Wafa Abboud, right, former executive director of Human First, a...

Wafa Abboud, right, former executive director of Human First, a Long Island nonprofit, leaves the federal courthouse in Brooklyn during her embezzlement trial in 2019. Credit: Charles Eckert

A Merrick woman convicted of stealing more than $1 million from the nonprofit agency she founded was sentenced to 33 months in prison Wednesday by a federal judge in Brooklyn. 

Wafa Abboud, 55, the former executive director of Human First Inc., was convicted, after a two-week jury trial in July 2019, of theft from programs receiving federal funds, bank fraud, and conspiracies to commit those crimes. Abboud did not express remorse or acknowledge the guilty verdict before she was sentenced by Senior U.S. District Judge Edward R. Korman. 

Instead, she told Korman that she built Human First into an agency with a $22 million annual budget that took on difficult clients that other agencies avoided. She also told the judge that her three children continue to suffer as a result of the charges filed against her.

“The jury found you guilty,” said Korman, who also ordered Abboud to pay $1.415 million in restitution to Human First. “I accept their verdict. I have to impose a sentence.” 

Abboud later told reporters that “a lot of things went wrong” during her case as her attorney, Sarah Kunstler, urged her to remain quiet.

“Judge Korman is a thoughtful judge,” Kunstler said. “We will be appealing.” 

Abboud was the executive director of Human First, which provided services to individuals with autism and other developmental disabilities, from January 2011 until her termination on May 27, 2016. Prosecutors said the agency received millions of dollars annually from the New York State Office for People with Developmental Disabilities.

Prosecutors said Abboud and co-defendant Marcelle Bailey concocted a scheme in which Human First paid Bailey’s MPB Management Services LLC about $16,000 a month for “consulting” fees.
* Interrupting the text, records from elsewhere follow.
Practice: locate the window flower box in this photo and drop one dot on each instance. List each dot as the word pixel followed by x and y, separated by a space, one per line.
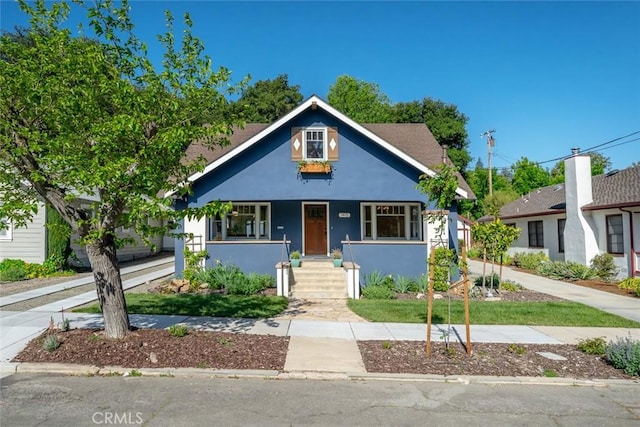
pixel 314 167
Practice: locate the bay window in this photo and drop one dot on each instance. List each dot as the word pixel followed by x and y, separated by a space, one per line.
pixel 391 221
pixel 245 221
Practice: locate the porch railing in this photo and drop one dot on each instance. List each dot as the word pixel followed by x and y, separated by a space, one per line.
pixel 353 281
pixel 282 270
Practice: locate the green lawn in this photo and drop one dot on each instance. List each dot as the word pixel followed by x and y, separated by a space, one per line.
pixel 201 305
pixel 557 313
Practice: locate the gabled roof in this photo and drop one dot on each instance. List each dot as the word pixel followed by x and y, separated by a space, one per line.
pixel 398 138
pixel 615 189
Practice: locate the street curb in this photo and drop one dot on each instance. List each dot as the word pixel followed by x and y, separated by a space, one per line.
pixel 89 370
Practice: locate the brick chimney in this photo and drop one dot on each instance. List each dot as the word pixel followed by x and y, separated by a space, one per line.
pixel 580 244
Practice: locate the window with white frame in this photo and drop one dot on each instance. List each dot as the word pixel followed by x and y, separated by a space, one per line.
pixel 315 144
pixel 6 230
pixel 536 234
pixel 245 221
pixel 615 235
pixel 391 221
pixel 561 224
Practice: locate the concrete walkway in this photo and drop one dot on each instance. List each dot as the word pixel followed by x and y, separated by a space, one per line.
pixel 329 345
pixel 611 303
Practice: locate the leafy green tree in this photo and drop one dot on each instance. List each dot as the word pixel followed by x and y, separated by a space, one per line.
pixel 447 124
pixel 478 180
pixel 95 118
pixel 361 101
pixel 528 176
pixel 494 238
pixel 494 202
pixel 599 165
pixel 268 100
Bailey deposited half of the money each month into bank accounts controlled by Abboud, who spent the funds on expensive international vacations, cosmetic surgeries, and visits to luxury spas, high-end salons and restaurants. 

Abboud also withdrew $120,000 from the accounts in cash and wired tens of thousands of dollars overseas. She stole a total of $420,000 through the MPB embezzlement scheme, prosecutors said. 

Abboud also conspired with co-defendant Rami Taha to steal more than $400,000 from Human First. Abboud deliberately overpaid contractors performing work on Human First properties, according to prosecutors, who said the overpayment would then be kicked back to Abboud. 

Abboud used the stolen money to help buy and renovate her million-dollar Merrick home, prosecutors said. 

Kunstler told Korman that Abboud suffered from depression and post-traumatic stress disorder due to an abusive relationship while leading Human First. 

“She lost her way,” the attorney said.

Bailey pleaded guilty to embezzlement and bank fraud in December 2017 and was sentenced in August 2021 by Korman to 33 months in prison. Taha pleaded guilty to embezzlement in May 2019 and is awaiting sentencing. A fourth defendant, Arkadiusz Swiechowicz, pleaded guilty to obstruction of justice in September 2018 and is also awaiting sentencing. 

About a dozen supporters attended Wednesday’s sentencing hearing. Many had written letters to the judge describing how Abboud had helped them and their families. They said Abboud helped them translate documents, navigate bureaucracies, and drove them to medical appointments. 

Pastor John Rivers of the Worship Christian Center in St. Albans, Queens, said afterward that Abboud helped his church apply for grants and start programs for needy kids — even though she was not a member of the congregation. 

“She is a wonderful person,” Rivers said. “She is an angel.” 

“Stealing taxpayer money earmarked for developmentally disabled youth to pay for vacations, cosmetic surgery and luxurious vacations is shameful,” said Breon Peace, the United States Attorney for the Eastern District of New York. “Today, the defendant has been held accountable for betraying the most vulnerable among us whom she was entrusted to serve and treating the nonprofit organization bank accounts as though they were her own.”